When he went into Cesare Fragalà's flat, led across an empty dark room by little Agnesina, who came to open the door, carrying a half-burnt candle, he had at once regretted he had come. Husband, wife and daughter were seated at a small table, with a cloth too small for it, taking their supper silently, looking at every little bit of fried liver they put in their mouths for fear of leaving too little for the others. The child especially, having a healthy youthful appetite, measured her mouthfuls of bread so as not to eat too much of it. Cesare Fragalà sat very solemnly, all traces of a smile having gone from his face, and looked at the tablecloth with his brows knit. His wife, the good Luisella, with her big black eyes, on whose brow the happy mother's diamond star had shone, had now a humble, subdued look in a plain stuff gown. Quietly with her calm eyes the child looked serenely, with a martyr's patience, at the visitor, as if she understood and expected the request he was about to make. Before that gentle, thoughtful child's eye Don Crescenzio felt his tongue tied, so it was with an effort he stammered out:
'Cesare, I am come about that business.'
A flame of fire burned in Cesare's cheeks. The wife gave up eating, and the child cast down her eyelids as if the blow were coming on her own head.

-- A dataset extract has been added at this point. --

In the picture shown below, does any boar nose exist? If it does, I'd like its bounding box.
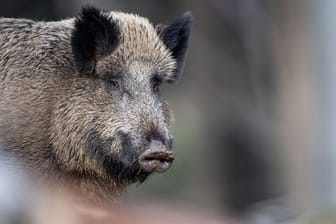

'It is difficult for me to do anything for you, Crescenzio; you don't know all our embarrassments,' Cesare said faintly.
'I do know—I know,' said the other, hardly able to keep down his feelings; 'but I am in a worse state than you are.'
'I don't believe you can be,' muttered the merchant, who had gone through the bankruptcy court a few days before, in a dreary tone; 'I don't think you can be.'
'Your honour is safe, Cesare, but I am not to save mine. What can I say? I add nothing more.'
And, not able to bear it any longer, feeling Agnesina's sympathetic eyes on him, he began to weep. A little evening breeze coming from a half-shut balcony made the lamp quiver. It was a fantastically wretched group, the husband, wife, and daughter clinging to each other, all most unhappy, looking at that wretched man sobbing.
'Could we not give him something, Luisella?' Cesare timidly whispered in his wife's ear, while the other mourned vaguely.